Lion, Lion Teacher Resources
Lion, Lion: Idea Starters
Summary: A clever boy searches for Lion. A hungry lion looks for lunch. Suspense builds until…the boy’s mischievous planned-all-along rescue of his good friend.
Visual Literacy: Readers must pay careful attention to both text and illustrations in this tale. Read for the main story arc. Read again to follow the journey of the wordless characters.
Understanding Point of View/ Using Inference:
- Notice body language, expressions, and character movements. What does each individual character think?
- Look at the last page. What do you think happens next?
Relating as a Reader:
- Who is the main character? Does he know how to solve his problem? What clues do you have?
- Were you surprised at any time during the story? If so, why?
- Have you ever had a misunderstanding? How did you solve it?
- Have you ever had a pet (or a little sibling!) get in trouble over and over?
Reading as a Writer:
- Discuss descriptive language.
- Instead of quotation marks, the text fonts and placement are specific to each character. Why do you think the author made this choice?
- The beginning and end of Lion Lion have similarities and differences. What are they?
Activity: Perform Lion, Lion: The Play!
- Props/ set: grass, mushrooms, berry bush, flowers, tree, flashlight, water bowls. For a small audience, supplies needed: poster-board, markers.

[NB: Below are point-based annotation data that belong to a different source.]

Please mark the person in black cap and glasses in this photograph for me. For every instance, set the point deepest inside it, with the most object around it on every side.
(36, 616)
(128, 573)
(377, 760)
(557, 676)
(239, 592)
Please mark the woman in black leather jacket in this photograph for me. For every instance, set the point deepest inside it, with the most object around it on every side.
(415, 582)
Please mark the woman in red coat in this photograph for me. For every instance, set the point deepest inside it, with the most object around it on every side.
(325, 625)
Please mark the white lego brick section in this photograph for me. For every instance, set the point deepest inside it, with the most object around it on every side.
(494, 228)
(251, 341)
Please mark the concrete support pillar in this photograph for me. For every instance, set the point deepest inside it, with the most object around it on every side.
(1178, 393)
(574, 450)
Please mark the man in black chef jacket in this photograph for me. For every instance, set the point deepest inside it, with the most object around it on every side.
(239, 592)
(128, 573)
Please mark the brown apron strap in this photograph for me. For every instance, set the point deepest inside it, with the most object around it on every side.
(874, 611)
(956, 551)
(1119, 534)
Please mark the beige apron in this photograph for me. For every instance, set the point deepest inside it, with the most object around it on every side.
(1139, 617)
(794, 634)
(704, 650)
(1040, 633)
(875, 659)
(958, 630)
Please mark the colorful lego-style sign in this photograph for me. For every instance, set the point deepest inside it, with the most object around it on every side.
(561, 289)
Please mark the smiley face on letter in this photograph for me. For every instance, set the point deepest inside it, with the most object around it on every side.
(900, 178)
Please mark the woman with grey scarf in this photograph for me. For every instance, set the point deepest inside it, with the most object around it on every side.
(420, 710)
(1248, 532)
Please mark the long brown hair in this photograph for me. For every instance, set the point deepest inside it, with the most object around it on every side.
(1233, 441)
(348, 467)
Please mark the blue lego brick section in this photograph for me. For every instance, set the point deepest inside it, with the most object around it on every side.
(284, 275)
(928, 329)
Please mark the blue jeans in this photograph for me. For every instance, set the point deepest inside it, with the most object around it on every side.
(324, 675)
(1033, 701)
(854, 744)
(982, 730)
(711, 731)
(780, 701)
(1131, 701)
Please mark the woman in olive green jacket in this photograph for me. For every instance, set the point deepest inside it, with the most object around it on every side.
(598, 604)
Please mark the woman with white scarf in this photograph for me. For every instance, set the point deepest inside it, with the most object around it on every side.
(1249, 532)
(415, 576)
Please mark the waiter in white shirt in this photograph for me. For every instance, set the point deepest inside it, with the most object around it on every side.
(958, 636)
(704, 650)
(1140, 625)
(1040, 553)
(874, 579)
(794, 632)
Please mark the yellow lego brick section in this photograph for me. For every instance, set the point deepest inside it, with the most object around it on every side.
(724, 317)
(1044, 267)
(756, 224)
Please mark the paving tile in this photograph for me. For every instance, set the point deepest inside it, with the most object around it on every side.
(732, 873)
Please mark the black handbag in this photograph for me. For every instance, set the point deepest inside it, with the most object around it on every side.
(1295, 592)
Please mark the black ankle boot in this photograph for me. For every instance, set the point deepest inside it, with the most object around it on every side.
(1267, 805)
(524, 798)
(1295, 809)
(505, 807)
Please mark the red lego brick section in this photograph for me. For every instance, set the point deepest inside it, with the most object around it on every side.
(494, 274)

- Assign seven single roles: Boy, Lion (kitty), lion, Mew (mouse), Steller’s jay, hummingbird, and crocodile.
- Assign group roles: tortoises, hedgehogs, and skunks. Each group of animals may include many students.
- Ask students: What are the animals thinking during each scene in the book? Write these thoughts in a thought bubble on poster-board.
- Act out the scenes in the book. At each scene, the boy and lion speak, and the other characters hold up their cards.
- For a larger audience, the boy and lion first act out their parts, then fade back while the other characters stage-whisper their thoughts.